If you’re looking at a web site in your web browser (Firefox, Internet Explorer etc), it is being served by a web server.
According to Netcraft over 50% of web servers now are using Apache. For logging, most people use the extended log file format. Here is how a standard log looks when someone goes to http://www.privasectech.com:
127.0.0.1 - - [11/Jan/2010:17:21:09 -0800] "GET / HTTP/1.1" 200 3245 "-" "Mozilla/5.0 (X11; U; Linux x86_64; en-US; rv:184.108.40.206pre) Gecko/20100106 Ubuntu/9.10 (karmic) Shiretoko/3.5.8pre"
What does all of this mean? The first number is the IP address. It’s the internet’s version of your home address.
Then, we have the time, and date of the request.
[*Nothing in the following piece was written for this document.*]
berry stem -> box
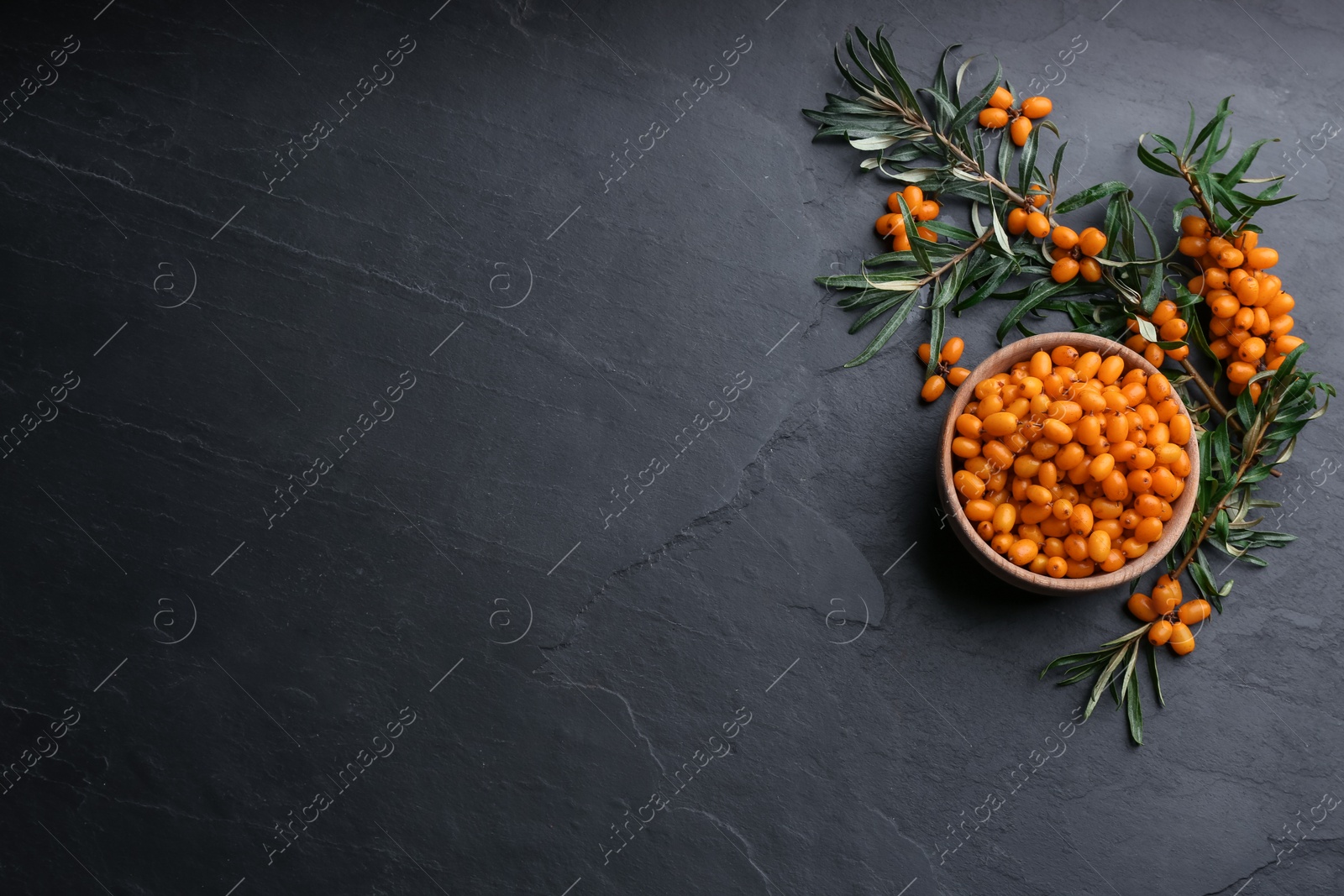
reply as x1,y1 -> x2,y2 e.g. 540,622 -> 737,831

Next, we have the request sent from the browser, the status of the request (was it successful?) and size of file transfer. After that we often get the web browser and operating system version.
This user was using Ubuntu Linux 9.10 and Firefox 3.5.8pre.
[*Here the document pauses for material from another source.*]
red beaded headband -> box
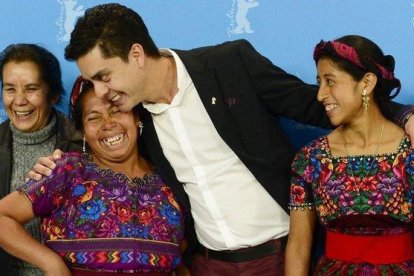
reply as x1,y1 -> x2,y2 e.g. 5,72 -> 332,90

This information goes to every website you visit.
Your information was just logged:
echo $_SERVER["REMOTE_ADDR"]; ?> using echo $_SERVER["HTTP_USER_AGENT"]; ?>
There is a lot of information that can be gathered from these logs, both useful and malicious. One could write software that would only be delivered to visitors with a certain operating system, browser, or even people coming from a certain address.
Think about how much information Google must have on you. Every Google search you have ever done. Now think about Google Adwords. For every website (millions?) Google Adwords advertising suite is on, Google now get all of that information as well.
Then there are web servers that run Google analytics. You might not even know you’re going to a website that is providing your surfing habits to Google at no charge.
Just to put this into perspective, Google made 12 Billion dollars in 2008 with this information, it is valuable.
Not to pick on Google, think about the same concerns with Facebook. They log every transaction you’ve ever done, and will never delete it. What might they do with that information in the future? What would you do if you had the entire web surfing history of millions of people and/or their online social interactions?
We do keep web server logs here at PrivaSecTech. After one year we archive them, after two years we delete them.
If you use Firefox, you might be interested in User-Agent Switcher. It allows you to fake your browser and operating system. This is handy if you prefer to keep this information private, or if you go to a website that says “This website only works for this type of operating system or browser”, you can configure the User-Agent switcher to provide that information.
If you try it out, hit F5 to reload this page and try it out. Did the information logged about you above change at all?
The other information you may wish to hide is your IP address, but that is a little more difficult. For that you will want a proxy, a machine in the middle of you and the target website. Your ISP may offer a web proxy, ask them. You can also use an anonymizer web proxy like Tor. Just note that the more proxies you go through, the slower your web surfing experience.